Date of birth: 1894-08-01
Place of birth: Montreal Quebec Canada
Next of kin: Margaret Edwards, mother. Whitechapel, London, England
Marital status: single
Occupation (attested): Soldier
Occupation (normalized): Other Military Ranks
Religion: Anglican
Date of death: 1915-03-10
Cause of death: Killed in action
Buried: Le Touret Memorial, N/A

MILITARY INFORMATION

Regimental number: 11009
Highest Rank: Rank unknown
Rank detail

Rank unknown (British Army).

Degree of service: Europe
Survived war: no
Battle wounded/killed: The Bluff

RESEARCH INFORMATION

CVWM ID: No CVWM ID in our database, but try this.
CWGC ID: 858999
Uploader's Notes:

Son of Alfred Allisstone Edwards and Margaret Edwards (nee Belsey) of 165 Oxford Street, Stepney, London, England

William Edwards was born in 1894, the son of Alfred Edwards, a Liverpool-born Tinsmith Cannister Maker and his wife Margaret. Unlike his eleven London born British siblings, William was born in Montreal, Canada, and his nationality in the 1911 census is given as Canadian.

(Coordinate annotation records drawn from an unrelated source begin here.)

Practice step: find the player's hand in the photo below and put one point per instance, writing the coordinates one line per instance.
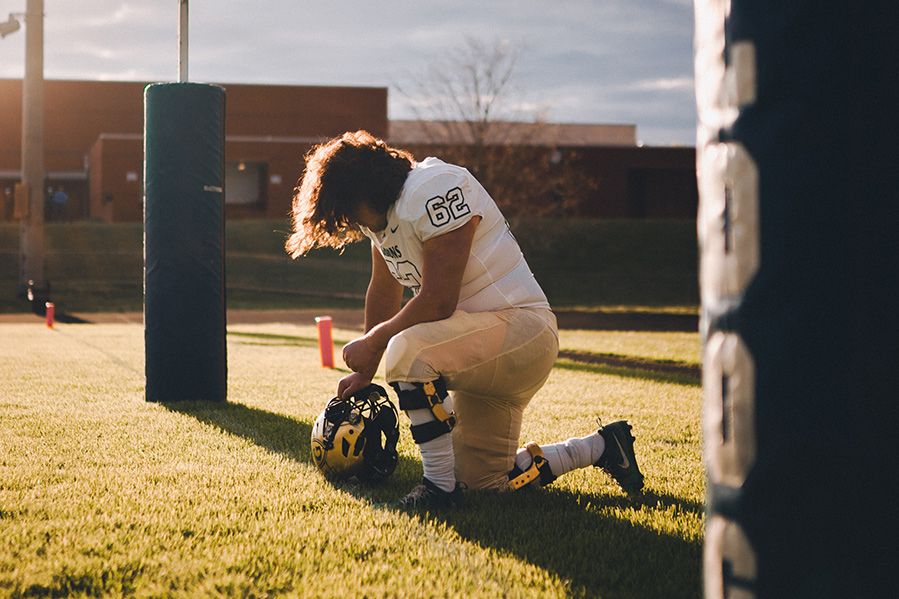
(351, 383)
(362, 356)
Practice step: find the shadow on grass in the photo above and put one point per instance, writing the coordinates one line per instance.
(634, 372)
(281, 340)
(638, 368)
(579, 537)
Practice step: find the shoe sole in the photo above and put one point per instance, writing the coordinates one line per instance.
(632, 480)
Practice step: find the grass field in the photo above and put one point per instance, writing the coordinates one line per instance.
(102, 493)
(584, 263)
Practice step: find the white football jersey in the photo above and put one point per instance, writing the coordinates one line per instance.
(437, 198)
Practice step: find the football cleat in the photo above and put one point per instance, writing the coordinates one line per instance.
(428, 496)
(618, 458)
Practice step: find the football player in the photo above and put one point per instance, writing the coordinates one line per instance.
(478, 338)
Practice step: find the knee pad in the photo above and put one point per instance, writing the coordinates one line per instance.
(427, 396)
(539, 469)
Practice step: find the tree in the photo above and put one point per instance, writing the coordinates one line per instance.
(470, 112)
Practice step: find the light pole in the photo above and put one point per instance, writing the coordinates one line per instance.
(31, 236)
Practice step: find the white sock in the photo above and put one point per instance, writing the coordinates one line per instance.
(437, 458)
(568, 455)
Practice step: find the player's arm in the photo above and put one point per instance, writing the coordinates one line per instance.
(444, 260)
(384, 295)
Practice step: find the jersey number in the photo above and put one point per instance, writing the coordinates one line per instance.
(442, 210)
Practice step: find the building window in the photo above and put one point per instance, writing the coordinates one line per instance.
(245, 183)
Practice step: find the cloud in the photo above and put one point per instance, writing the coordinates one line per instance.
(583, 61)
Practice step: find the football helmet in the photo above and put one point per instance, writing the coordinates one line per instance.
(357, 436)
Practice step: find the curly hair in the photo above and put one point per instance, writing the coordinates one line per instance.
(339, 175)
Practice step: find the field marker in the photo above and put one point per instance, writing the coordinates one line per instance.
(325, 342)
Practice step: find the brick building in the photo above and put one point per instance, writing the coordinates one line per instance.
(94, 150)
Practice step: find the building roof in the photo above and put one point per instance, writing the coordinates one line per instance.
(513, 132)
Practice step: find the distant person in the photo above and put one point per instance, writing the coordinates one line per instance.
(59, 199)
(477, 340)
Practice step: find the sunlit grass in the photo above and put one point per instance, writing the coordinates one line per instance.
(102, 493)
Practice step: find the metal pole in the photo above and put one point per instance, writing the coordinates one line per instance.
(31, 239)
(182, 42)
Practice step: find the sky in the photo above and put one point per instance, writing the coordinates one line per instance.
(580, 61)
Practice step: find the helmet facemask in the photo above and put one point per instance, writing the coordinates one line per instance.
(357, 436)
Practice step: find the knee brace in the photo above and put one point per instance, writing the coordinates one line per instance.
(428, 396)
(539, 468)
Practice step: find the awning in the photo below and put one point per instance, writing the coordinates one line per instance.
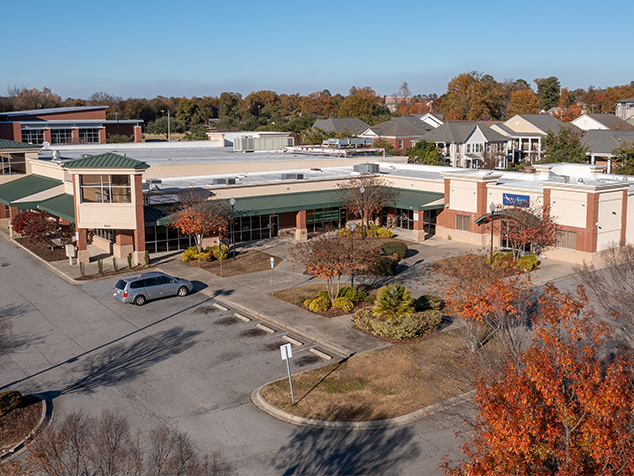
(407, 199)
(26, 192)
(61, 206)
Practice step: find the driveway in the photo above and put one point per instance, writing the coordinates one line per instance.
(188, 363)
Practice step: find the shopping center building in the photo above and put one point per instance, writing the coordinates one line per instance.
(120, 196)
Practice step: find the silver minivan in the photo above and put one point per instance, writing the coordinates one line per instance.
(147, 286)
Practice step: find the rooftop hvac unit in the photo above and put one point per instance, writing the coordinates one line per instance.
(225, 181)
(367, 168)
(244, 144)
(292, 176)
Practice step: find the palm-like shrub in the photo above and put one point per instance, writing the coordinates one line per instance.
(392, 301)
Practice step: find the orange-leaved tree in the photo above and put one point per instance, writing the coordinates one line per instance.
(564, 407)
(329, 257)
(199, 215)
(493, 302)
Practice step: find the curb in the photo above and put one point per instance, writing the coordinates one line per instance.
(47, 414)
(258, 400)
(61, 274)
(332, 347)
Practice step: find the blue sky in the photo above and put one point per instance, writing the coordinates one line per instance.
(141, 48)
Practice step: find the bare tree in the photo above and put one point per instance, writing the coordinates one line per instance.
(377, 194)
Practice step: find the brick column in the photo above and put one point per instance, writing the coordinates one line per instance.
(623, 219)
(83, 256)
(592, 217)
(139, 232)
(4, 216)
(301, 233)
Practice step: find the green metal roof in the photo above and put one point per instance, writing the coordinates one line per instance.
(25, 186)
(11, 144)
(61, 206)
(106, 161)
(416, 200)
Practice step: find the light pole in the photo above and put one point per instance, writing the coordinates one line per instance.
(492, 208)
(352, 226)
(362, 190)
(232, 202)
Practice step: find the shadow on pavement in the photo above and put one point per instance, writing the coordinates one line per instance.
(312, 451)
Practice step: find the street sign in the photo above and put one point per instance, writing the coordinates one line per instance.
(287, 352)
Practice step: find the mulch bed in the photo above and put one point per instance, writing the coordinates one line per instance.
(16, 425)
(43, 250)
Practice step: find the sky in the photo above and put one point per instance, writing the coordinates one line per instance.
(142, 48)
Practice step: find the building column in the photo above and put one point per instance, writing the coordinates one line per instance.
(4, 217)
(83, 256)
(301, 233)
(418, 233)
(124, 243)
(138, 134)
(139, 232)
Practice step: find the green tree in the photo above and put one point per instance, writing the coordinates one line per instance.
(548, 91)
(564, 146)
(624, 157)
(161, 124)
(424, 152)
(392, 301)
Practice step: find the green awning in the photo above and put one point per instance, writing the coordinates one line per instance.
(24, 187)
(416, 200)
(61, 206)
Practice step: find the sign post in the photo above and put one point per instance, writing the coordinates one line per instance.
(272, 266)
(287, 353)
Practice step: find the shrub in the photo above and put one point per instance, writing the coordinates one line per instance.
(394, 247)
(320, 304)
(216, 252)
(189, 254)
(527, 262)
(415, 325)
(343, 303)
(9, 400)
(427, 302)
(393, 301)
(383, 266)
(348, 292)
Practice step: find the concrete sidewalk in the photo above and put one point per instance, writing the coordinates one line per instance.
(251, 292)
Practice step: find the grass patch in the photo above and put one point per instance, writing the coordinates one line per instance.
(250, 261)
(382, 384)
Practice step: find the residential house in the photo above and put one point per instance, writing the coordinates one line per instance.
(625, 108)
(469, 144)
(399, 132)
(589, 122)
(527, 131)
(341, 125)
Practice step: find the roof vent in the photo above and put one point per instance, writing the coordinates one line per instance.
(292, 176)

A resident of Whitechapel, London, he attested for the King’s Royal Rifle Corps in London in 1913 and served with the 1st Battalion during the Great War on the Western Front from 13 August 1914. As part of the 6th Brigade in the 2nd Division of the original British Expeditionary Force, his Battalion fought at the Battle of Mons, the subsequent retreat and the operations on the Marne, The Aisne and the First Battle of Ypres during which B, C and D Companies were surrounded and overwhelmed losing a total of 1027 men either killed, missing or wounded in just 6 weeks. In relation to this period of fighting, the casualty list of 26 November 1914 lists Edwards among those wounded.

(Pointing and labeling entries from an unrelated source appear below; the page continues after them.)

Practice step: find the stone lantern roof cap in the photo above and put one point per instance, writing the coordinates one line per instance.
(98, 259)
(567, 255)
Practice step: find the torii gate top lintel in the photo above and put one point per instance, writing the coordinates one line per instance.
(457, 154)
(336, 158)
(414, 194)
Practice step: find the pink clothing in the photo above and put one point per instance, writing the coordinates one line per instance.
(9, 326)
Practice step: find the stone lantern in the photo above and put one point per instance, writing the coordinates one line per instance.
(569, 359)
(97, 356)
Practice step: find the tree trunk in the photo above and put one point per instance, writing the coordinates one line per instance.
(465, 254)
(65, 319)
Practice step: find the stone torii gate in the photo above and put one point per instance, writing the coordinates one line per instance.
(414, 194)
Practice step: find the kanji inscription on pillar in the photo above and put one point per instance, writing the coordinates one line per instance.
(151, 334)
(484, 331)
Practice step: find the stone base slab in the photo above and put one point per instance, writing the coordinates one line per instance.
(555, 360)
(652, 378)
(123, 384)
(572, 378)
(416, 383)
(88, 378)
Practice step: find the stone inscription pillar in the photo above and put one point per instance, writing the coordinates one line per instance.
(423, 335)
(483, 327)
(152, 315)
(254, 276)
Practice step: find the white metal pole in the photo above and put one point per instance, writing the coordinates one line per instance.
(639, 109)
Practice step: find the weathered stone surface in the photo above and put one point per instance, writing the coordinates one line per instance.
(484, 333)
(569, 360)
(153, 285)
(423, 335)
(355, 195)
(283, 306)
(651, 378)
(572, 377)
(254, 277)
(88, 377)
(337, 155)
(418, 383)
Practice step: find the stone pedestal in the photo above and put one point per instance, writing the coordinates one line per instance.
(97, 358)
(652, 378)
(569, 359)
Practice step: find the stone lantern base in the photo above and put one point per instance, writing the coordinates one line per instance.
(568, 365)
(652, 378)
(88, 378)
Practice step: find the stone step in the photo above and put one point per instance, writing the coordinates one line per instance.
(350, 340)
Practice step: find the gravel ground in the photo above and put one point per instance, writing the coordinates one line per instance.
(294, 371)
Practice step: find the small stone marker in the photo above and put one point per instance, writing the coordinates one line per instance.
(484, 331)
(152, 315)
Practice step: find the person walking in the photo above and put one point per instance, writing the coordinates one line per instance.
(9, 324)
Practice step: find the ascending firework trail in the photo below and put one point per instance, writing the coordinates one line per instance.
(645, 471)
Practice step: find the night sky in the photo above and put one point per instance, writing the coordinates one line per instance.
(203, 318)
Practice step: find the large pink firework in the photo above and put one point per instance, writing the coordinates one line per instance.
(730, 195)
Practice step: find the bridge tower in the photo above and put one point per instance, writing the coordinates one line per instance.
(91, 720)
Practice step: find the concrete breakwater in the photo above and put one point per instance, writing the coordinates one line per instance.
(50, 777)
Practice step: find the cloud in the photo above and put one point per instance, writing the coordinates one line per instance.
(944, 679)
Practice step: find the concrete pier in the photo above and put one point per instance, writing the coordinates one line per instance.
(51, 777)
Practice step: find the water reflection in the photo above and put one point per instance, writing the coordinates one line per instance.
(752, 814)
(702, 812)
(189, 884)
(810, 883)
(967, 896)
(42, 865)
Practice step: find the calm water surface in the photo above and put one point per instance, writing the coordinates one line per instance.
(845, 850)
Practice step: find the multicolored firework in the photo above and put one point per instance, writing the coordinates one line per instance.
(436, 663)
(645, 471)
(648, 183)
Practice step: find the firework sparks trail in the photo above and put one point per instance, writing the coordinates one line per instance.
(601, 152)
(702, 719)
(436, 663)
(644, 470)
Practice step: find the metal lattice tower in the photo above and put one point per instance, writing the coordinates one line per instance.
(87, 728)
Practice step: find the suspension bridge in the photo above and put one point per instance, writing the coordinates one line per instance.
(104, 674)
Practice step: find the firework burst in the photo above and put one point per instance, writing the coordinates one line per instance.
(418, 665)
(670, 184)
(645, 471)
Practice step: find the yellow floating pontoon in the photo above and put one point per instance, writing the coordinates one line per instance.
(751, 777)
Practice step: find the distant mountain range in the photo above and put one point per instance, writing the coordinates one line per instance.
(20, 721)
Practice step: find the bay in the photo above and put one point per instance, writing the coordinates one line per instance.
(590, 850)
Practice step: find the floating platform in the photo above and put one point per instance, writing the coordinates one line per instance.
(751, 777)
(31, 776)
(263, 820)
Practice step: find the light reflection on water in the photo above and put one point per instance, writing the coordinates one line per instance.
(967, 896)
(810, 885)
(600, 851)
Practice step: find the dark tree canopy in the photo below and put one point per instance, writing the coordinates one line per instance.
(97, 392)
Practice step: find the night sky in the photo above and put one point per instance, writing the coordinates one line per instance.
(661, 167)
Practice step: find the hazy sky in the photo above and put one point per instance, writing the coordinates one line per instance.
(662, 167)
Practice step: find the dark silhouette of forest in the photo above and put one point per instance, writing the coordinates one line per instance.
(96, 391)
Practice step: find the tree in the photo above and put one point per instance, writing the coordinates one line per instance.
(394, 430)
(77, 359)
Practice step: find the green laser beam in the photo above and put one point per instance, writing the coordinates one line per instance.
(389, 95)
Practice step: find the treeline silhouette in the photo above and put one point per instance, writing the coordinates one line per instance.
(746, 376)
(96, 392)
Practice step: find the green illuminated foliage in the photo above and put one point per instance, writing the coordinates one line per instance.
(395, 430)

Private Edwards was killed in action on 10 March 1915 during a failed assault by the 6th Brigade on the enemy’s trenches at The Bluff, near Givenchy-lès-la-Bassée. In regards to this attack, which cost the battalion a total of 256 men killed, wounded or missing, the battalion war diary states, ‘if gallantry and determination could have commanded success it would have been theirs..’ He has no known grave, and is commemorated on Le Touret Memorial, France.

Uploader's Research notes:

1914 Star, with copy clasp (11009 Pte. W. Edwards. 1/K.R. Rif: C.); British War and Victory Medals (11009 Pte. W. Edwards. K.R. Rif. C.)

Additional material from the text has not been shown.